自然言語処理の研究者になるには、能力的な問題というより、言語が好きか(語学マニア、もしくは言語学マニア)とか、コーパスや辞書作成が楽しめるかとか、そういう性格的な問題が一番大きいのではないかな? たぶん、言語学も言語自体にもそんな興味がない、コーパス作るのも嫌、辞書作るのも苦手、なんて状況で「自然言語処理の研究者になりたい」と言っているとちょっと苦しいと思うけど、好きなことをするのが一番だし、寝食を忘れて没頭できることあるなら、それをすればいいんじゃないかなーと思うのだ。
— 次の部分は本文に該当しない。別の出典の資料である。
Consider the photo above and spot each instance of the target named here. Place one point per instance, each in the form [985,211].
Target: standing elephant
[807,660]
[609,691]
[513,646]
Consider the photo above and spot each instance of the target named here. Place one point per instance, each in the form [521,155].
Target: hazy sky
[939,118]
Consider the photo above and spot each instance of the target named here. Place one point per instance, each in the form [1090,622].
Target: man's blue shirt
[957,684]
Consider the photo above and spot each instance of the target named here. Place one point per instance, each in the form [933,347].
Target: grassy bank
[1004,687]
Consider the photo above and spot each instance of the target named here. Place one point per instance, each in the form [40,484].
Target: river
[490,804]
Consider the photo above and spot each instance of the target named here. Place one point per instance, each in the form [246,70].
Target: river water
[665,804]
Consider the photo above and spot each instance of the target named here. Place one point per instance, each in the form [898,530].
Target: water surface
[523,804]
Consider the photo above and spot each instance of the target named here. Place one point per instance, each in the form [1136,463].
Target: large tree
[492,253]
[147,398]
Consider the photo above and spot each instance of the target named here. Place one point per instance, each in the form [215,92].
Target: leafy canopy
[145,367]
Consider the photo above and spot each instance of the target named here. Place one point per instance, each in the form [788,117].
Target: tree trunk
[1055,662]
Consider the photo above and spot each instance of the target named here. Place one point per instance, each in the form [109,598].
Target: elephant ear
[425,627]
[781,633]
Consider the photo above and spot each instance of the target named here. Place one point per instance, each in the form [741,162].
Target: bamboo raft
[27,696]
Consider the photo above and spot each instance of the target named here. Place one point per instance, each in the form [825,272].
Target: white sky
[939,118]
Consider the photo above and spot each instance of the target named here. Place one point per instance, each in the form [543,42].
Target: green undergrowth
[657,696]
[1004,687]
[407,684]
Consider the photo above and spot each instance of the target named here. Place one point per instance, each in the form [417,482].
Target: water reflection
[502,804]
(まあ、少し話すとその人が言語ラブかどうかは分かると思うし) 世の中研究者になるだけが人生ではないし、自然言語処理だけが研究でもないし、けっこう固定的に考えてしまう人(学生)多いんだなぁ、と感じてしまう。

海外のインターンシップや海外の就職の話もたくさんいただくのだが、それらはほぼ例外なく博士後期課程の在学者、もしくは博士後期課程に進学希望の人が対象なので、博士に行く予定なら紹介できるのに、博士の学生だったら推薦できるのに、と思うことが多々ある(そして応募する人、もしくは推薦したい人がいなくて話が流れる)。実際のところ、3年間博士後期課程に在学すれば、1回は3ヶ月くらい海外にインターンシップか共同研究で行く機会が来たりするし(自分は3回行こうとして3回目もオファーまでいただいていたのだが、日程的に無理になったのでキャンセルせざるを得なくなり、ご迷惑をおかけして申し訳なかったが……)。

迷うのであれば指導教官に相談してみて、自分は適性がありそうかどうか質問してみるとよい。教授も下手をすれば博士号取れない人を受け入れるのはリスクなので、「ぜひ来てほしい」とか「あなたは大丈夫だから来てくれてもいい」とか「あなたはとりあえず就職したほうがいい」とか教えてくれるはずである。アドバイス通りにする必要はないが、自分がどのように見られているのかは分かるであろう。

自分しては世界に羽ばたく(日本)人がもっと増えればな、と思っているのだが、なかなか時間のかかるもので、千里の道も一歩から、かな?